Statistics/Numerical Methods/Random Number Generation

Definition and Usage

Random Numbers → ”A sequence of integers or group of numbers which show absolutely no relationship to each other anywhere in the sequence. At any point, all integers have an equal chance of occurring, and they occur in an unpredictable fashion”

Many statistical methods rely on random numbers. The use of random numbers, however, has expanded beyond random sampling or random assignment of treatments to experimental units. More common uses now are in simulation studies of physical processes, of analytically intractable mathematical expressions, or of a population resampling from a given sample from that population. These three general areas of application are sometimes called simulation, Monte Carlo, and resampling.

Uniform Random Number Generation

Given an infinite sequence $R_{0},R_{1},...,R_{n},...$ most people’s notion of random would include that the numbers be uniformly distributed in the interval (0, 1). We denote this distribution by U(0, 1). I will present in this paper the two ways of generating Uniform Random Numbers : Linear Congruential Generators and Tausworthe Generators.

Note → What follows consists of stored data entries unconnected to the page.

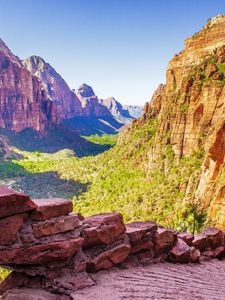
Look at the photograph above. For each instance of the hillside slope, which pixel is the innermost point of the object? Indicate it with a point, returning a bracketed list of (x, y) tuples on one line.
[(169, 165)]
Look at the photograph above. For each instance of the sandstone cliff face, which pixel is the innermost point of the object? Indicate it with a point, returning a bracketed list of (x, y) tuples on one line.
[(90, 102), (115, 108), (66, 103), (190, 109), (23, 102)]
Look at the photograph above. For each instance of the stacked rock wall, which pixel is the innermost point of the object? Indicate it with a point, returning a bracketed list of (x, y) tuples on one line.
[(52, 249)]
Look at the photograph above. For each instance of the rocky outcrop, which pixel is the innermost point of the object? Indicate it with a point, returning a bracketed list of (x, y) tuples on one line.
[(66, 103), (116, 108), (190, 111), (90, 102), (54, 251), (135, 111), (23, 102)]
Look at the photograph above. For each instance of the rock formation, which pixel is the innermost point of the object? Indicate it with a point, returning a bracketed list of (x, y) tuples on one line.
[(33, 95), (190, 111), (90, 103), (23, 102), (65, 101), (115, 108), (53, 251), (136, 111)]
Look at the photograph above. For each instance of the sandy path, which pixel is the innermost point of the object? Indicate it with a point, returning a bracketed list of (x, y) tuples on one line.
[(159, 281)]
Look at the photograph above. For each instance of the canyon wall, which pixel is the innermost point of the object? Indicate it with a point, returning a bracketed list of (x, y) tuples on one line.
[(23, 102), (190, 110), (52, 251)]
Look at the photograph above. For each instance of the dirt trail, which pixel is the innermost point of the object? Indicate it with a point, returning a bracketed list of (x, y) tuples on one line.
[(159, 281)]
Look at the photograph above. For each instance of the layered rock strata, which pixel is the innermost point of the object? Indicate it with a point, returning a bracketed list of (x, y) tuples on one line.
[(190, 111), (54, 251)]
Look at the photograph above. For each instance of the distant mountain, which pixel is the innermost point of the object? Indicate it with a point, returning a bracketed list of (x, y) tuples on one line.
[(35, 98), (65, 101), (115, 108), (23, 101), (89, 102), (136, 111)]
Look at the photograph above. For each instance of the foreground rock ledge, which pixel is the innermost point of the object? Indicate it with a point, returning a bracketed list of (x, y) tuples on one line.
[(52, 251)]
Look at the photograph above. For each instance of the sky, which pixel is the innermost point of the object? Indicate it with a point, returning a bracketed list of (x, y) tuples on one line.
[(119, 47)]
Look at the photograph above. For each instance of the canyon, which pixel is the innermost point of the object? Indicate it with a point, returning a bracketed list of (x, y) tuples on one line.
[(34, 97)]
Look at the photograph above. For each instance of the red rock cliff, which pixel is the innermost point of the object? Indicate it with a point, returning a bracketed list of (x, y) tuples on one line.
[(23, 102), (190, 109)]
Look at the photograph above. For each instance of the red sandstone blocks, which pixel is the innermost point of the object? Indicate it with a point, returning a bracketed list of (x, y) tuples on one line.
[(56, 225), (182, 253), (41, 254), (102, 229), (164, 240), (9, 227), (141, 235), (200, 242), (52, 207), (215, 236), (138, 231), (186, 237), (12, 202)]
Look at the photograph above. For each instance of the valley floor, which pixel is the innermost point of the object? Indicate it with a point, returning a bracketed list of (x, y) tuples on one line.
[(160, 281)]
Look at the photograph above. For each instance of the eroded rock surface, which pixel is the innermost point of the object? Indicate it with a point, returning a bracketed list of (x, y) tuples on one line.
[(55, 253)]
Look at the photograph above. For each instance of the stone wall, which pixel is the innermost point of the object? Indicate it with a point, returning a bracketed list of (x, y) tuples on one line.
[(52, 249)]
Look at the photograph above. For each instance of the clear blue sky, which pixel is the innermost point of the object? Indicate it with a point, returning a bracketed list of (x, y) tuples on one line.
[(119, 47)]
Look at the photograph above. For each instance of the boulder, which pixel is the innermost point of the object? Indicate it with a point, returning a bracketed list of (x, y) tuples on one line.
[(141, 235), (194, 255), (109, 258), (102, 229), (15, 280), (41, 254), (68, 282), (56, 225), (138, 231), (164, 240), (180, 253), (9, 227), (186, 237), (50, 208), (214, 235), (13, 202), (200, 242), (29, 294)]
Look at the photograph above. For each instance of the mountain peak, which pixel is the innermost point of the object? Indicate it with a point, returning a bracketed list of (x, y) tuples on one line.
[(85, 91), (6, 51)]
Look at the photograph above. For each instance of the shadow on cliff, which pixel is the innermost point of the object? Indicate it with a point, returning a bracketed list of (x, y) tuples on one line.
[(56, 139), (39, 185), (93, 125)]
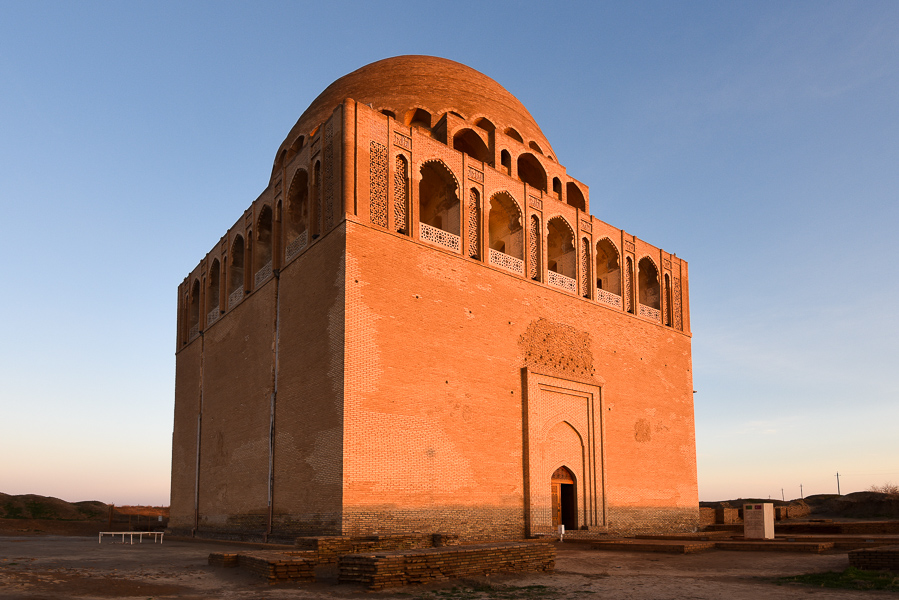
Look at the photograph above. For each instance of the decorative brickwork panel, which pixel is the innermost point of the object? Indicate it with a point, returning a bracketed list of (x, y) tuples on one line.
[(678, 317), (235, 297), (549, 347), (504, 261), (262, 274), (329, 176), (666, 300), (297, 246), (377, 168), (474, 227), (562, 281), (534, 248), (585, 268), (650, 312), (402, 141), (609, 298), (400, 194), (439, 237), (629, 284)]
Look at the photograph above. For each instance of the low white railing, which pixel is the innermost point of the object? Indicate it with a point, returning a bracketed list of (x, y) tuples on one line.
[(262, 274), (297, 246), (235, 297), (608, 298), (439, 237), (503, 260), (562, 281), (648, 311)]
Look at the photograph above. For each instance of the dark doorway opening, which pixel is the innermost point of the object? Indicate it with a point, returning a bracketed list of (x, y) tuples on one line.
[(564, 499)]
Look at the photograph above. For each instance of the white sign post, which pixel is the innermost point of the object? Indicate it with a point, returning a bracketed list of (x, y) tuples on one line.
[(758, 521)]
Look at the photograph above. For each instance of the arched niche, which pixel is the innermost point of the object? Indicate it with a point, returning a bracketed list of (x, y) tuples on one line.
[(213, 288), (531, 171), (264, 226), (561, 256), (648, 283), (470, 143), (236, 267), (506, 233), (574, 196), (438, 199), (297, 206), (608, 267)]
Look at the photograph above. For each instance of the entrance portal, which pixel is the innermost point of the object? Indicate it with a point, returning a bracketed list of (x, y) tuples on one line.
[(564, 499)]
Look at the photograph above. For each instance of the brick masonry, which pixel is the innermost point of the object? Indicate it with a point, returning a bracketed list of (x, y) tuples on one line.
[(391, 569), (879, 559), (371, 381)]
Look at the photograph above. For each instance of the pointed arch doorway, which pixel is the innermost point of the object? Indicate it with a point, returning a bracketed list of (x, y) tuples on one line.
[(564, 499)]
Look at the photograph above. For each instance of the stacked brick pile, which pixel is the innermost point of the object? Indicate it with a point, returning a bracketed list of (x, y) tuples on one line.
[(876, 559), (276, 567), (223, 559), (329, 548), (391, 569)]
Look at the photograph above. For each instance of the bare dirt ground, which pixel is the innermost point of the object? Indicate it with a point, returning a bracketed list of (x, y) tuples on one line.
[(50, 567)]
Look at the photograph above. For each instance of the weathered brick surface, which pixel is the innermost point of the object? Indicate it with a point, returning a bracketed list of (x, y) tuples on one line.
[(328, 549), (392, 569), (391, 385), (880, 559)]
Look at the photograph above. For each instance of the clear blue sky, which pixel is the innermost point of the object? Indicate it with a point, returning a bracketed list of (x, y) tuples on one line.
[(759, 141)]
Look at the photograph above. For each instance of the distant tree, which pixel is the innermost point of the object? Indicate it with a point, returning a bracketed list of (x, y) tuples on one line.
[(890, 489)]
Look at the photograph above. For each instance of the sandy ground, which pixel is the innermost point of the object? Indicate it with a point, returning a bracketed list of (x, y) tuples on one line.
[(56, 567)]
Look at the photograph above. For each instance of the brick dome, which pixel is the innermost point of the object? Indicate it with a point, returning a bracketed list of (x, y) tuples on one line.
[(402, 84)]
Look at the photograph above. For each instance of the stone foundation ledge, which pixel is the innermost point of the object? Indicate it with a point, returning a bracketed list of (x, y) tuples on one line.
[(275, 567), (876, 559)]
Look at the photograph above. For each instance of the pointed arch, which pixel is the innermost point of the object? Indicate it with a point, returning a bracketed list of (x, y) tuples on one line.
[(317, 199), (296, 224), (506, 233), (608, 272), (236, 271), (648, 283), (213, 292), (263, 245), (193, 313), (629, 284), (561, 255), (574, 196), (534, 248), (531, 171), (666, 301), (438, 205), (469, 142), (474, 223), (505, 160), (401, 194), (584, 278)]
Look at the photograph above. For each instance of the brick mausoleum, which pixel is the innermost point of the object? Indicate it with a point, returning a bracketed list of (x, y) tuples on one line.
[(419, 326)]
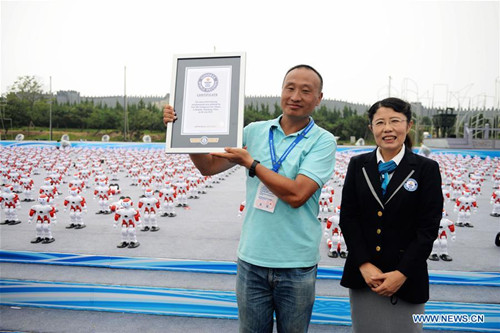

Linear Congruential Generators

D. H. Lehmer in 1948 proposed the linear congruential generator as a source of random numbers. In this generator, each single number determines its successor. The form of the generator is

                        $X_{i+1}$  = (a $X_{i}$  + c) mod m   , with  0 ≤  $X_{i}$  ≤ m .

m is called modulus. $X_{0}$ , a, and c are known as the seed, multiplier, and the increment respectively.

For example, consider m = 31, a = 7, c = 0 and begin with $X_{0}$ = 19. The next integers in the sequence are

                      9, 1, 7, 18, 2, 14, 5, 4, 28, 10, 8, 25, 20, 16, 19,

so, of course, at this point the sequence begins to repeat.

If we would have taken a = 3 instead of a = 7, we would have got:

     26, 16, 17, 20, 29, 25, 13, 8, 24, 10, 30, 28, 22, 4, 12, 5, 15,
              14, 11, 2, 6, 18, 23, 7, 21, 1, 3, 9, 27, 19

From the simple example above we can guess that modulus, multiplier, and increment play a role in the period length of the linear congruential generator.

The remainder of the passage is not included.